For a given wavelength, the waveguide has a limit size to maintain single mode operation. You can find this size using FDE by sweeping.
You can quantify the confinement factor. You can investigate the possible loss.
"TE polarization fraction is close to 100% only for TE in X direction in Lumerical" You may need to confirm your own definition of "TE", as it is not uniquely defined. I would use the dominant field component as the indication of polarization.
"What is the purpose of TE/TM fraction? suppose its value is x/y so x should be close to 100(most of the power in electric field should be in transverse direction) but what about y field? What is the significance of this value?"
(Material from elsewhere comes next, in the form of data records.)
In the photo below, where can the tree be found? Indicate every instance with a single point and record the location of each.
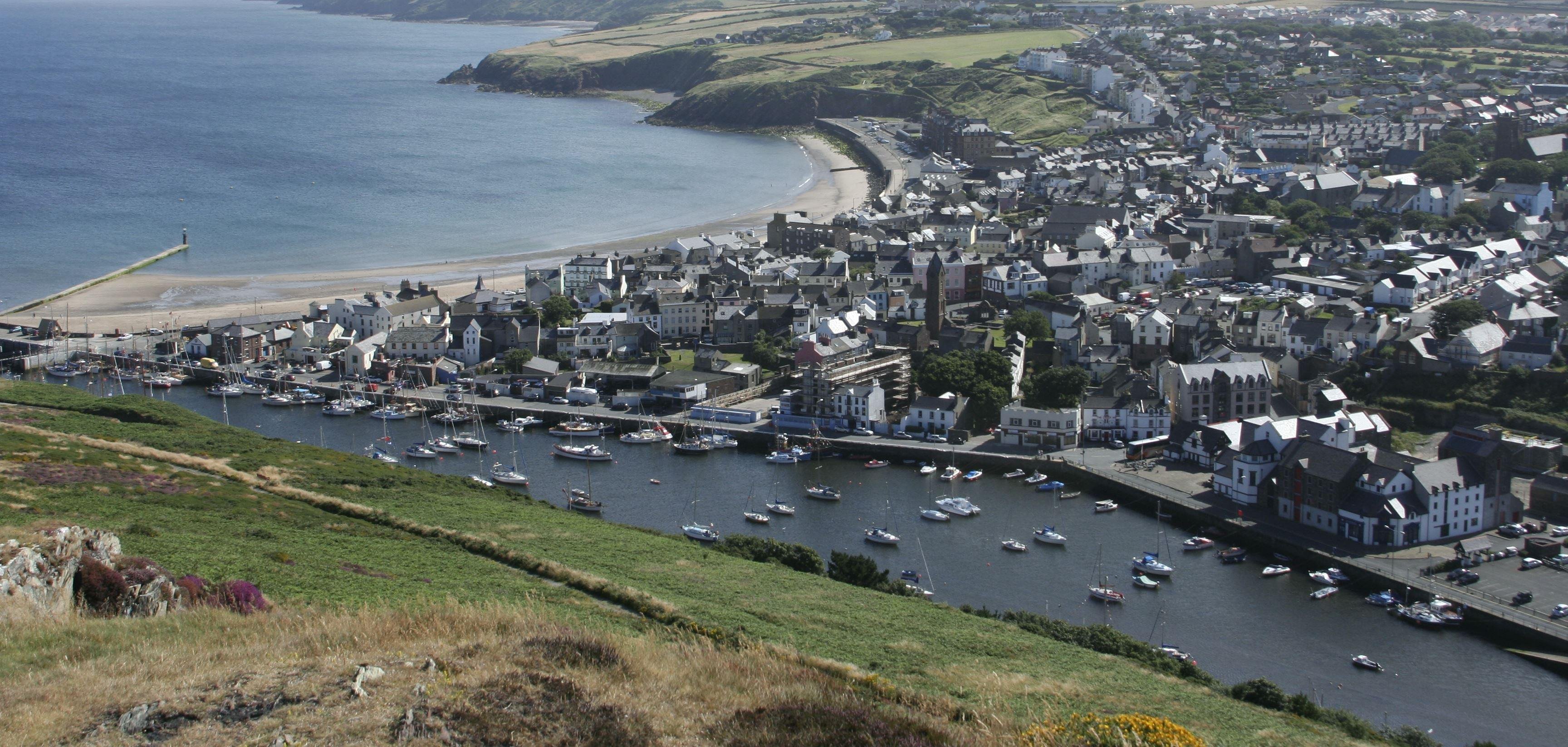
(557, 310)
(1455, 316)
(518, 359)
(1056, 387)
(1029, 322)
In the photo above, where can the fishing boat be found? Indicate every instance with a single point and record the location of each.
(578, 428)
(1383, 599)
(419, 451)
(698, 531)
(338, 410)
(1150, 562)
(1049, 536)
(882, 536)
(1366, 663)
(590, 452)
(1197, 544)
(509, 476)
(692, 446)
(957, 506)
(1103, 590)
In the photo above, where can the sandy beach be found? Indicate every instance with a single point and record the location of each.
(147, 299)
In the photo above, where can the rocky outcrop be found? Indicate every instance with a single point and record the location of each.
(40, 580)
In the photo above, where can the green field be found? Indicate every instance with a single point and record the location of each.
(225, 530)
(957, 51)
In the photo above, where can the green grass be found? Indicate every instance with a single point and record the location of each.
(982, 664)
(957, 51)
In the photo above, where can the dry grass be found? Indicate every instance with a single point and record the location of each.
(499, 671)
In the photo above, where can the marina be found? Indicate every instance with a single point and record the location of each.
(1227, 616)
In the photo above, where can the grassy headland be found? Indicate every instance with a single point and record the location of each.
(334, 531)
(794, 78)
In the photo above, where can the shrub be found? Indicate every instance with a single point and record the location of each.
(239, 597)
(99, 588)
(1123, 730)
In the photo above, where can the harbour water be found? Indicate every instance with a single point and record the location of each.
(1235, 622)
(294, 142)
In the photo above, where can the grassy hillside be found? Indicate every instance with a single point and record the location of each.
(794, 79)
(322, 528)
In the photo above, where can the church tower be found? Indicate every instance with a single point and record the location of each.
(935, 295)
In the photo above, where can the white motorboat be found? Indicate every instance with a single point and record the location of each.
(1049, 536)
(882, 536)
(1152, 564)
(507, 476)
(700, 532)
(590, 452)
(419, 451)
(822, 492)
(957, 506)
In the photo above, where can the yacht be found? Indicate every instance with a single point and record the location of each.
(1152, 564)
(590, 452)
(419, 451)
(507, 476)
(1049, 536)
(1197, 544)
(957, 506)
(882, 536)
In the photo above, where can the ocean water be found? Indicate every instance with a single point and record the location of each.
(297, 142)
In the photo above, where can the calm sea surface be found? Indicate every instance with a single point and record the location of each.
(295, 142)
(1238, 624)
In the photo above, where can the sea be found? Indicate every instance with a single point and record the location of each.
(292, 142)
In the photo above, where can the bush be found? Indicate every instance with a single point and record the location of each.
(99, 588)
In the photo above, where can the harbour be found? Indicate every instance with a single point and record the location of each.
(1233, 620)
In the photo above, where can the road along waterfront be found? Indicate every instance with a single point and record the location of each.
(1235, 622)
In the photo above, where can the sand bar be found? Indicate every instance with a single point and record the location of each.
(140, 300)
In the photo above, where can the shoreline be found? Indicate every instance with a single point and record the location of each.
(142, 300)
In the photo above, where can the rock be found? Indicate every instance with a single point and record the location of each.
(135, 721)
Please refer this link FDE solver analysis - Mode List and Deck you can check the y-field. TE/TM is to quantify how much the total intensity is in the transverse (the rest is the longitudinal).
I believe you can define your own quantity to measure what you expect.
I agree with you that, no reason to prefer one polarization to the other when both are transversal and the waveguide is symmetric.